O Natal cala-nos diante da simplicidade, bem como da benevolência infinita e celestial. Resta-nos dar lugar ao coração que sente, se compadece e ama. Não se poderia fazer outra coisa diante de um menino, sabendo que Ele é o Verbo humanado. Vale lembrar Fernando Pessoa: “Ele é a eterna criança, o Deus que faltava. Ele é o divino que sorri e que brinca. É a criança tão humana que é divina.” O Natal traz-nos uma permanente mensagem: importa muito o espírito de bondade, doçura que encanta, pureza enchendo a alma humana da inefável e enriquecedora graça sobrenatural.
Na festa do Natal de Cristo, somos todos convidados a ver com os olhos da alma, do afeto e do coração. Não raro, somos frios e indiferentes. O Pequeno Príncipe já dizia: “Só se vê bem com o coração.” Santa Dulce dos Pobres mostrou-nos que o cristianismo é feito muito mais com o coração do que com sermões. Neste Natal, vamos resgatar nossa afetividade, deixar-nos comover com nossas crianças interiores, permitir que elas sonhem e nos encham de encanto diante do Menino Jesus. Este sentiu prazer e alegria, querendo ser um de nós. “E a Palavra se fez carne e veio morar entre nós” (Jo 1, 14). Tendo passado pela experiência de ter sido criança, Ele lançou aos discípulos o convite à infância espiritual: “Se não vos tornardes como crianças, não entrareis no Reino dos Céus” (Mt 18, 3). Natal é isso também.
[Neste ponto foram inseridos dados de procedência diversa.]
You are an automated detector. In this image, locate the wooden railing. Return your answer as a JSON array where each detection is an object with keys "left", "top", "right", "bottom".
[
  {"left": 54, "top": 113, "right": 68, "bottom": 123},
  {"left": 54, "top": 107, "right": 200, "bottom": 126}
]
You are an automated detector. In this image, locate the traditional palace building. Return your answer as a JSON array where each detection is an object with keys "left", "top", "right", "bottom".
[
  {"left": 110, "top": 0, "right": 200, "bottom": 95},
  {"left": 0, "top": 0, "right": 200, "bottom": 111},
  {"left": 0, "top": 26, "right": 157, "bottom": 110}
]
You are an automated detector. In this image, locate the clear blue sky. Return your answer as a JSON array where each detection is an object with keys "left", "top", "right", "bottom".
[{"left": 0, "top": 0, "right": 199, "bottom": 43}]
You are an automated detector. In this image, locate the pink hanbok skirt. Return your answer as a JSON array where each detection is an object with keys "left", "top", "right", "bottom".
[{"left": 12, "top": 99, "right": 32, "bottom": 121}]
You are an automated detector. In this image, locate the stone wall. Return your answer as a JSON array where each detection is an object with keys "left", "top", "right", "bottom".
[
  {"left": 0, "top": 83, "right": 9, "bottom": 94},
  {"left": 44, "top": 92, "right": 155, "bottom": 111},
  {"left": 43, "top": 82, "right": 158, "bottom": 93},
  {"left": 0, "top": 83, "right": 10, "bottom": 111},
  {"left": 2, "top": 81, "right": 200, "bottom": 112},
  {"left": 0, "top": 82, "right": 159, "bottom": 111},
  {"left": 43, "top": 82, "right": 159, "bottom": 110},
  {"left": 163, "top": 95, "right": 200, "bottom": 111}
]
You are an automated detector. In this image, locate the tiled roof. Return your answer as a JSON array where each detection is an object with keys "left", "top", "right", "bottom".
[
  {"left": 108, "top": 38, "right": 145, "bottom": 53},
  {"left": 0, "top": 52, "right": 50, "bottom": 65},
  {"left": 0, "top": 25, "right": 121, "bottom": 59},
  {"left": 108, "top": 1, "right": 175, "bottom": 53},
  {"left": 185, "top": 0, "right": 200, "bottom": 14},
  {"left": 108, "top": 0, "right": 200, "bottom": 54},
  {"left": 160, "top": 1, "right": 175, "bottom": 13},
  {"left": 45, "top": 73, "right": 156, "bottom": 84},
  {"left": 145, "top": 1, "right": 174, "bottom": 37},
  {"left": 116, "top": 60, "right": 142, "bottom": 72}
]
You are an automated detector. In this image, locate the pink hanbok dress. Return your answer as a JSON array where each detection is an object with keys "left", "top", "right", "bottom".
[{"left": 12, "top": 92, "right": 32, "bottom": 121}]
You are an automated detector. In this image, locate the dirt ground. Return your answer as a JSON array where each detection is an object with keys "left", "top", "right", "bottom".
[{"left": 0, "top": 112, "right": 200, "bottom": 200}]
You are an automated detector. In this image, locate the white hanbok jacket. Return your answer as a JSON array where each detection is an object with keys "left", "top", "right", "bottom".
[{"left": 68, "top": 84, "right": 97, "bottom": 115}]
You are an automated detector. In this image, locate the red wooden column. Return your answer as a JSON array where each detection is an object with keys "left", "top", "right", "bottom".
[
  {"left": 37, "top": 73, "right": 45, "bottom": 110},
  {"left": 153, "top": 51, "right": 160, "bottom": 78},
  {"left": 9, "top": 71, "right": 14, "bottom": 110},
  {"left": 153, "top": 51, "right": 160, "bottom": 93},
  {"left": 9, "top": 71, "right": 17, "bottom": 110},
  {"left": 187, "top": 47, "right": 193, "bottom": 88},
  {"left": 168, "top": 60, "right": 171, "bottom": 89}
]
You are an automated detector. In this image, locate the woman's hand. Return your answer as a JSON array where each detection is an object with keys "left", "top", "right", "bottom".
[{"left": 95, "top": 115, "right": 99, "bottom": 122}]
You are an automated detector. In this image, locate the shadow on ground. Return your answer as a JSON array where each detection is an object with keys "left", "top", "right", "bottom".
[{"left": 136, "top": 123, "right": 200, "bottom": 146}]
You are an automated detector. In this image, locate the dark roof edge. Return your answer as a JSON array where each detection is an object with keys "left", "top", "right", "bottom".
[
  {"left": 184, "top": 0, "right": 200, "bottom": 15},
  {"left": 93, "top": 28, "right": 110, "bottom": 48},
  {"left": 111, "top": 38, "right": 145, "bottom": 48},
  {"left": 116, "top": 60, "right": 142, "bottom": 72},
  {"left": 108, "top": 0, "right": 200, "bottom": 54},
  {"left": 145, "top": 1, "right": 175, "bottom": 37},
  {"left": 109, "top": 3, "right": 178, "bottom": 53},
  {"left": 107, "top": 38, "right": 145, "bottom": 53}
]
Na liturgia natalina e do cotidiano da vida, o Eterno vem a nós para nos transformar em irmãos, mudar nossa noite em dia, proteger-nos dos perigos, iluminar nossa cegueira e fortalecer nossa fraqueza. Deus assumiu o homem, não obstante a sua infidelidade, a rejeição do Amor na aurora da humanidade. Um Menino nasceu para nós, um Filho nos foi dado. Cristo se fez um como nós, porque quis ser para todos misericórdia e perdão. Portanto, “alegremo-nos todos no Senhor, pois nasceu para nós o Salvador” (Lc 2, 11). Desceu do céu para nós a verdadeira paz!
O Natal é a resposta à utopia humana, à sua sede e procura inquietas. Em Cristo, Deus materializou todo o nosso sonho: tornar-se imortal, pleno de bondade, rico de benevolência, templo da justiça, fonte da verdade, berço do perdão e da paz. Jesus veio restaurar pela graça a humanidade, em sua beleza original e grandeza primeira da criatura, antes da triste realidade do pecado. O Natal é a convivência celestial nos caminhos da terra, a partilha da Vida divina com a existência terrena, o encontro do Eterno com o tempo, a Presença duradoura no efêmero dos homens. É o Criador decidindo habitar a terra. Destes sentimentos devem se revestir as festas natalinas. A todos desejamos um Natal cheio de graças e de Luz. Precisamos dela neste mundo – em especial no Brasil – rumo a um futuro incerto. Tenhamos fé, Deus indicar-nos-á também uma estrela, como a de Belém, a mostrar o caminho que nos leva ao Salvador. A todos um Natal pródigo de graça, alegria, saúde e paz! “E a gloria do Senhor nos envolva de luz” (Lc 2,9).